Posted March 1, 2017

Due to the great work of researchers over the last decades, there are numerous drugs and surgical techniques to cure patients of cancer — if the cancer is caught early. And that’s notoriously hard to do, especially when symptoms often only arise in late stages of some of the most lethal cancers. For years, early detection has been the missing piece in the cure to many cancers. Existing tests are not sufficiently accurate, with many false positives and false negatives: 70% to 80% of men with an elevated PSA (prostate-specific antigen) who have a biopsy, for example, do not have cancer. Mammograms, too, were recently deprecated for younger women, due to unacceptably high false positive rates. Without higher accuracy, tests are useless in prevention.

Examining cell-free DNA has been a major breakthrough in recent years, with the most attention on examining tumor DNA. But in fact, only about 0.1% of cell-free DNA in cancer patients comes from tumors. That’s a needle in a haystack search problem. What’s the solution? For Freenome‘s cancer test, it’s looking at the whole haystack — for all kinds of changes. Our blood contains many additional analytes that indicate immunological and metabolic changes. So, for example, rather than only studying DNA fragments from tumor cells, Freenome has learned to decode complex signals coming from other cells in your immune system that change because of the tumor elsewhere.

How exactly can one identify which changes are associated with cancer? This is where machine learning shines, in particular deep learning.

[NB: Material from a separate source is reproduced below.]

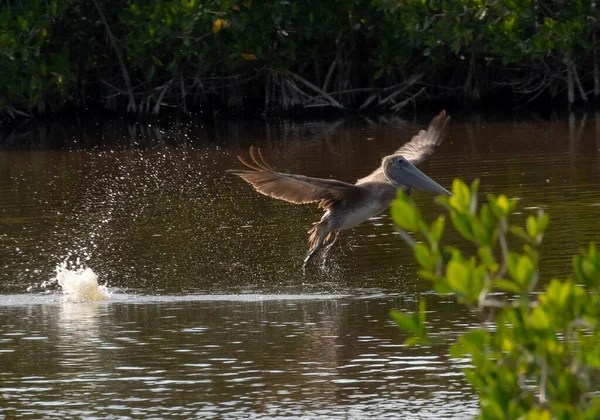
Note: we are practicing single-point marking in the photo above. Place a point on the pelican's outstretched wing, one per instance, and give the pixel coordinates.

Much of the biological details here are complex, far too complex for typical approaches in biomarkers (looking for a specific gene or metabolite). Deep learning methods can quickly identify the relevant patterns (or “features”, to those performing machine learning) in a way that — because of the complexity — humans just couldn’t do.

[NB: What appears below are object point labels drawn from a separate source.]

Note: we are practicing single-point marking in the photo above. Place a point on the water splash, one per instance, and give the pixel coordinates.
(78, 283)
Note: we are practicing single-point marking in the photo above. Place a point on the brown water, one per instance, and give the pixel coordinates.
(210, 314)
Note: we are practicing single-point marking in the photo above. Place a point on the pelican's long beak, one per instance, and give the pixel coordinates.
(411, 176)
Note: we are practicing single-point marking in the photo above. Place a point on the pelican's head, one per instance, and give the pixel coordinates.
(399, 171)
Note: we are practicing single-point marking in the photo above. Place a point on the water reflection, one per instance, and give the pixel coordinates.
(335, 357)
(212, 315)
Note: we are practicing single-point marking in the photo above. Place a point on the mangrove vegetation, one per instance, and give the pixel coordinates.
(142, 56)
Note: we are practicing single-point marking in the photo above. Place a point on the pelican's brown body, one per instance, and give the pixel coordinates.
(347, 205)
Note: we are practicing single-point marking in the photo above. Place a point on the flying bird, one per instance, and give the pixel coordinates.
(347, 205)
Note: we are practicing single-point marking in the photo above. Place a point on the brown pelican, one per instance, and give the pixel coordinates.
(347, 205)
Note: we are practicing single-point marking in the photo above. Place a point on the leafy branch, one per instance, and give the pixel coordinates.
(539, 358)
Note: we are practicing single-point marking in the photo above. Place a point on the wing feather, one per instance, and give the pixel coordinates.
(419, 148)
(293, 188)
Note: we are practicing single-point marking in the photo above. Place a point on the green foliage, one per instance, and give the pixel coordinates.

This, however, leads to another challenge: how to train the machine learning methods. While these are powerful, they require data to learn these complex patterns. Freenome has developed a particularly valuable approach here, as they can work samples that others can’t, allowing them to build large datasets to achieve high accuracy.

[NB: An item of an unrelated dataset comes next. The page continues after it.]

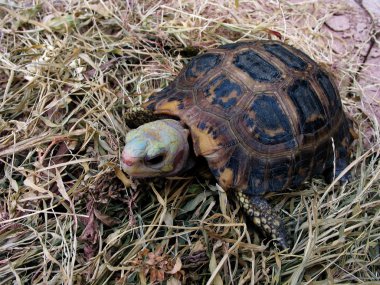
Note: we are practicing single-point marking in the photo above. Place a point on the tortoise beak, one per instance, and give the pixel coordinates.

This kind of approach marks a new era where machine learning allows us to embrace the complexity that permeates much of biology — without oversimplification, overfitting, or bias — resulting in considerably more accurate tests and earlier cancer detection.

I’m very pleased to announce that we are leading Freenome’s series A financing. Having worked with the company since leading their seed round, we have been delighted with their progress and with the quality of their team, including the original founders and the new hires since our last investment. We look forward to supporting Freenome as they continue and accelerate their novel research, expand to clinical trials, and bring their cancer screenings to market.